The Merits of Perseverance

So, I’m 11 minutes late, but I’m posting today, third Wednesday straight. Hooray, me!

I got home late from my Wednesday night writing group, but I decided not to give up. I can do this thing!

So much about writing is about soldiering on. I’m going to give you three quick examples.

  1. A month and a half ago, I pulled an old, long-abandoned piece of flash fiction out of a drawer to share at my Tuesday writing group. We worked on it, and I got some more feedback from my Wednesday writing buddies, too. I kept struggling with the end, but I rewrote it over and over. Guess which story will be running on a very fun online venue in the near future (IY”H).
  2. At my writing group this evening, someone shared a story she’d despaired over. She’d almost given up, but she forced herself to look at the comments from the last couple times people had given her feedback. Tonight’s version was excellent. We can see publication is in her story’s future (G-d willing). (And yes, I’m super-superstitious about all these things. Until something actually is published, there’s potential for trouble, and it’s best to keep praying.)
  3. I have a deadline on Friday. I don’t like the way the story is coming out. My working environment – aka Chez Klempner – has been filled with vacationing family members and/or sick ones almost every day since I accepted this writing assignment. I didn’t even feel like working on it today, because I was so demoralized (and had a kid home sick again). But I did it anyway. And then, I was a bit embarrassed to show up at my writing group with this mediocre (that’s generous) third of a story. But I did it anyway, and I got lots of feedback that will hopefully set my story back on the rails for an intense re-write and completion tomorrow.

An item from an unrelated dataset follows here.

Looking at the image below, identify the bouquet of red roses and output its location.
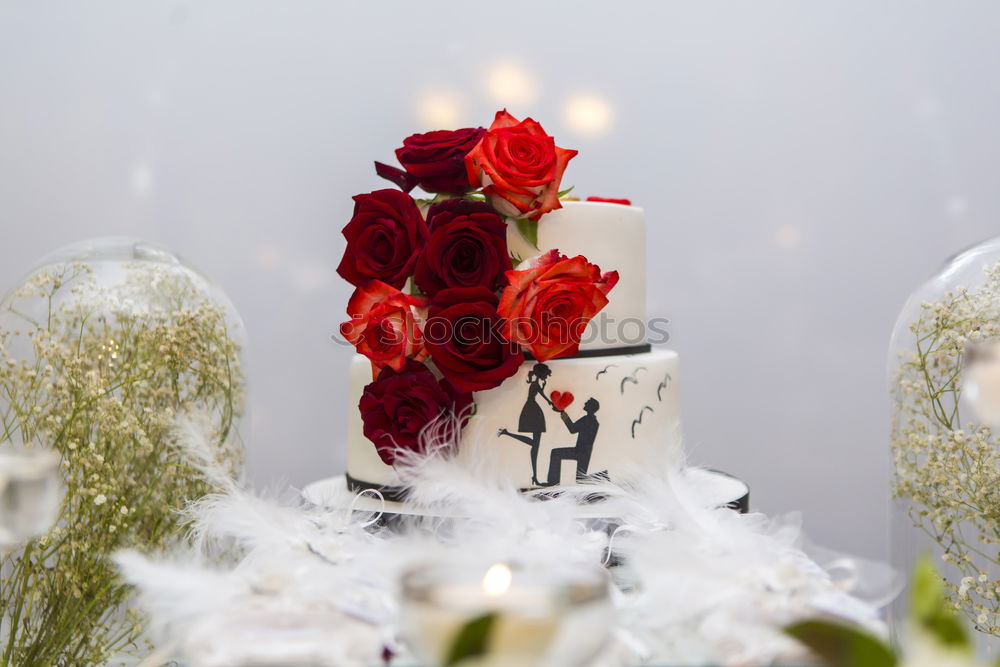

What these stories have in common is something that goes a bit beyond the normal definition of perseverance. What is it? What in Hebrew we call, savlanut. Usually, we translate the word as patience. But really, savlanut is the ability to wait while enduring pain, annoyance, discomfort, or difficulty. It’s not just “keep trying.” It’s “keep trying even if it’s a drag and you don’t want to and you’re tired and you have lots of very good excuses.”

The only way to gain this character trait – the ability to keep going even when you are suffering – is to do things that are hard for you. And then do it again, and again.

Writer’s tip for today: Do something that is hard for you. Pick up a long-abandoned piece of writing. Try one more time, even if it’s hard. Cut material you are attached to, or make the change you know you must, but don’t want to. See what happens.

 

 

3 thoughts on “The Merits of Perseverance

  1. I enjoyed reading this post!

    Do I have a savlanut story for you, ma’am!

    I had really “hit my stride.” With much of my cover design complete, I had been maintaining a regular writing pace, following Monica Leonelle’s methods from Write Better, Faster, using beats and the Pomodoro method to increase my word count and to write more efficiently. Finally, my first draft was complete and it was time to plunge into editing.

    Then, came January 1. We took the kids to the roller rink, where the youngest grabbed me by the left hand and pulled me backwards, causing me to fall and to smash my left (dominant) elbow into the floor. My elbow was dislocated. Besides the excruciating pain, I had to endure the loss of time; I simply couldn’t write.

    I didn’t let it stop me. It was a minor setback. Despite the agony in my left arm, despite my being almost totally unable to do anything useful with it for nearly the first two weeks, I picked up my printouts and started editing with a pen anyway.

    Tonight, I can proudly say that I have recovered to a good degree and have just completed that first round of edits. My proof copies will be produced soon enough, despite an abundance of excuses to sit around and procrastinate “until I feel better.”